July 30, 1996
It will never be the same for Canada's medallists
By TERRY JONES -- Team Sun
ATLANTA - You've read the quote over and over and over again at the Olympics.
"It hasn't sunk in yet.''
But there they were yesterday, Canada's medal winners of the XXVI Olympic Games, and now they'd had time for it to sink in.
They were all there, every one of our medallists except Clara Hughes who was at practice for another event and Donovan Bailey whose ticket they may be holding until the result becomes official.
Canada has won 14 medals at these Olympics so far, which is an impressive enough number considering our history.
Fourteen medals aren't 14 medallists. There are 19 Canadian rowers alone who were there wearing medals, mostly silver, around their necks.
And it's not until you see them all in one room that you realize how many lives have been changed here.
Silken Laumann says it's all sunk in for her.
"I feel so good, so at peace. I know it's the perfect time to go. Life is good. And I'm really looking forward to a regular life.''
Silken Laumann have a regular life?
"I met Silken Laumann for the first time 10 minutes ago,'' said silver medal swimmer Marianne Limpert.

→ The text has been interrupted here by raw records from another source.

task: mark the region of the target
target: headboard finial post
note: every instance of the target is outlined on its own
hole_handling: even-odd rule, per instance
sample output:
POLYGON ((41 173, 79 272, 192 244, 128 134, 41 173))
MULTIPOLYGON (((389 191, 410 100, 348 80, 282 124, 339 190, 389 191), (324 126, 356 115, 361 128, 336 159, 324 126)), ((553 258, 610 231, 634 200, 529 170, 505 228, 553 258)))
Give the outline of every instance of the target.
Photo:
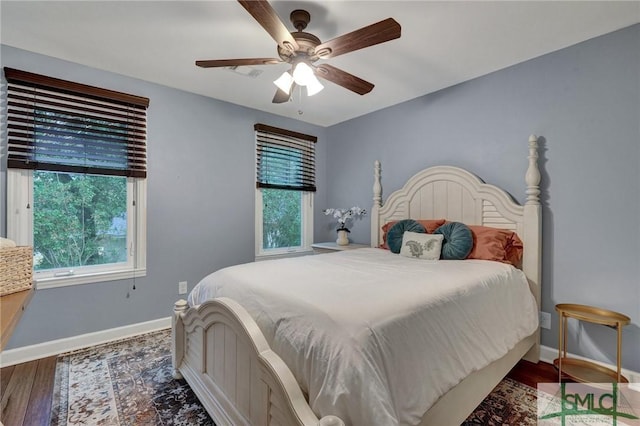
POLYGON ((538 137, 529 136, 529 168, 525 175, 527 182, 527 201, 528 205, 540 204, 540 170, 538 169, 538 137))
POLYGON ((373 205, 382 206, 382 184, 380 183, 380 161, 373 162, 373 205))
POLYGON ((382 183, 380 182, 380 161, 373 162, 373 206, 371 207, 371 247, 380 244, 380 217, 382 207, 382 183))
MULTIPOLYGON (((524 229, 522 241, 522 271, 527 276, 531 293, 536 298, 538 309, 542 306, 542 206, 540 205, 540 169, 538 168, 538 138, 529 137, 529 168, 525 175, 527 201, 524 205, 524 229)), ((525 359, 538 362, 540 359, 540 332, 536 345, 529 350, 525 359)))

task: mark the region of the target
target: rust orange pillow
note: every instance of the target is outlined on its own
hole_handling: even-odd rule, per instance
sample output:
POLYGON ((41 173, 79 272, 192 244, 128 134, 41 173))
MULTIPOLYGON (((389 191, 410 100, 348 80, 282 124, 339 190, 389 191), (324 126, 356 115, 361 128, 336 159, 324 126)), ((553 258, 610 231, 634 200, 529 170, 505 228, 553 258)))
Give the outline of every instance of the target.
POLYGON ((522 240, 508 229, 469 225, 473 234, 473 249, 467 259, 495 260, 519 267, 522 261, 522 240))
MULTIPOLYGON (((389 250, 389 246, 387 246, 387 231, 391 229, 393 225, 400 222, 399 220, 392 220, 391 222, 387 222, 382 226, 382 245, 380 248, 389 250)), ((433 234, 433 231, 438 229, 440 226, 444 225, 445 219, 419 219, 416 222, 420 223, 420 225, 424 226, 427 230, 427 234, 433 234)))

"She's an icon in Canadian sport and she was congratulating me!''
Limpert said it's a total high and coming down isn't easy, especially when you're in the village and the Olympic city and everybody wants to tell you how wonderful you are.

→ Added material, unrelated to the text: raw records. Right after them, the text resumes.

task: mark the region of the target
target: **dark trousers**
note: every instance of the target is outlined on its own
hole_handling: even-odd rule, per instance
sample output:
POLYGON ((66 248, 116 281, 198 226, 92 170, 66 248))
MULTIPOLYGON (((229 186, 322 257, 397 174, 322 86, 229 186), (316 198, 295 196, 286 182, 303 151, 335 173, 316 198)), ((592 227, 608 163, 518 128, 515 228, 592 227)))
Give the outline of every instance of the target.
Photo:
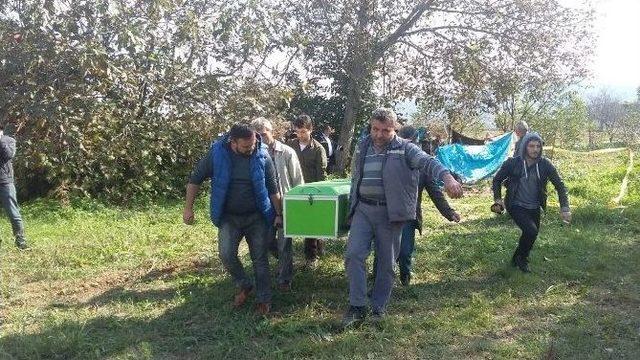
POLYGON ((7 217, 9 217, 11 221, 11 228, 13 229, 16 244, 24 243, 24 224, 22 223, 20 206, 18 206, 16 197, 16 187, 13 183, 0 184, 0 202, 7 217))
POLYGON ((400 254, 398 255, 398 265, 400 275, 411 274, 413 265, 413 252, 416 249, 416 224, 415 221, 407 221, 402 227, 402 239, 400 240, 400 254))
POLYGON ((314 260, 324 252, 324 241, 315 238, 304 238, 304 256, 307 260, 314 260))
POLYGON ((225 270, 231 274, 235 285, 249 288, 253 282, 244 271, 238 258, 238 247, 244 237, 249 245, 256 278, 256 299, 260 303, 271 302, 271 276, 269 274, 269 244, 267 223, 259 213, 250 215, 225 215, 218 227, 218 253, 225 270))
POLYGON ((540 208, 531 210, 514 205, 511 207, 509 215, 522 230, 522 235, 520 235, 520 241, 516 248, 516 255, 527 258, 540 231, 540 208))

"Training in an ice-cold pool at 7 a.m. helps,'' she laughed.
"Because we were in a competition, I haven't been up that early in a month. And that pool was so cold. It was just freezing.

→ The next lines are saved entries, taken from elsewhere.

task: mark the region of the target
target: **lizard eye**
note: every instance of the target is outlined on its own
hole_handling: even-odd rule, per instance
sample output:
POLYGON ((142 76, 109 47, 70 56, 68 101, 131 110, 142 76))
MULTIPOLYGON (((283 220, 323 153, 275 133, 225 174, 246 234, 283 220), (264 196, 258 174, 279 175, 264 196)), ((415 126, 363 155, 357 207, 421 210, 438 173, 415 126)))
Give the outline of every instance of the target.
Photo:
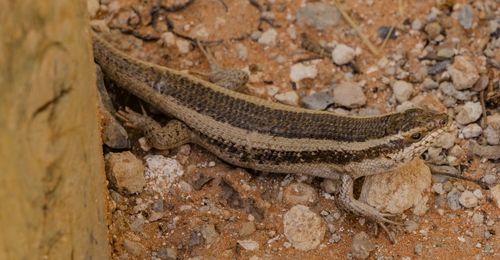
POLYGON ((414 133, 411 135, 411 139, 413 139, 414 141, 418 141, 418 140, 420 140, 420 138, 422 138, 421 133, 414 133))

"But then I come here. This is so cool.''
She's a kid. A first timer who is going to keep going through to another Olympics.
Marnie McBean is an old hand at this.
"I won medals four years ago and they still haven't sunk in yet,'' laughed McBean.
McBean, who will be in somebody's broadcast booth if she doesn't come back for another run in Sydney in 2000, was having fun. She spotted a photographer and, for his benefit started rubbing her bronze medal furiously.
"If I rub this hard enough, maybe it'll turn to gold,'' said the rower who owns a gold from here and two more golds from Barcelona.
Kathleen Heddle, her rowing partner, says for most of them it doesn't hit home until you get home.
"After Barcelona it didn't hit home for me until I got back to Canada and saw all the newspapers.''
Surprise silver medal winner Brian Walton said he had to get some sleep before he can wake up and pinch himself.
"Curt and I were out partying all night'' he said of cycling medal winner Curt Harnett.
Harnett was wide awake and enjoying the event.
"I'm going home with a lot of pride and holding my head high,'' said Curt Harnett who became the first Canadian to win medals at three different Summer Olympics.
"I'm going camping. And I'm going to live a life,'' he said.
On the stage, Mark Tewksbury introduced them all. The gold medal winner from the 1992 Olympics in Barcelona celebrated the day with them all in that joyous two hours at Canada House.
But when the last one of them had left the building, he felt for them, too. Especially the ones who are calling it a career after winning a medal here.
Tewksbury knows what's going to happen next.
"Winning an Olympic medal is a life change,'' he says.
"It doesn't really take that long for the fact that you've won the medal to sink in. What takes time to sink in is that your life will never be the same.
"For most of them, that won't sink in until after they leave here.
"And your life changes in a lot of ways.
"One is immortality. In different degrees, an Olympic medal gives you that. It puts your name in the book.
"And it gives you a pretty broad platform for what you want to do with the rest of your life.''
That's part of the post-Games-glow for an athlete with a medal around his neck.
But after they've left here and after they've had their receptions, public and private at home, it's going to happen to almost all of them.
They're going to crash.
"It happened to me about eight months after Barcelona,'' he said.
"There's a void.
"You wake up one morning and you don't know where to go. All of a sudden you don't have anywhere to go.
"Most of these medallists don't know that, but the Canadian Olympic Association does know it and we have a program, and even some money, to help deal with it when it happens. But it happens at a different time with everybody and it's tough finding out.
"We don't have to have a crash and burn as long as we can find out.''
You want all our Olympic heroes to live happily ever after. But before that happens they have to go through the roughest, toughest time of their lives. And if you happen to know one of them, you should know that.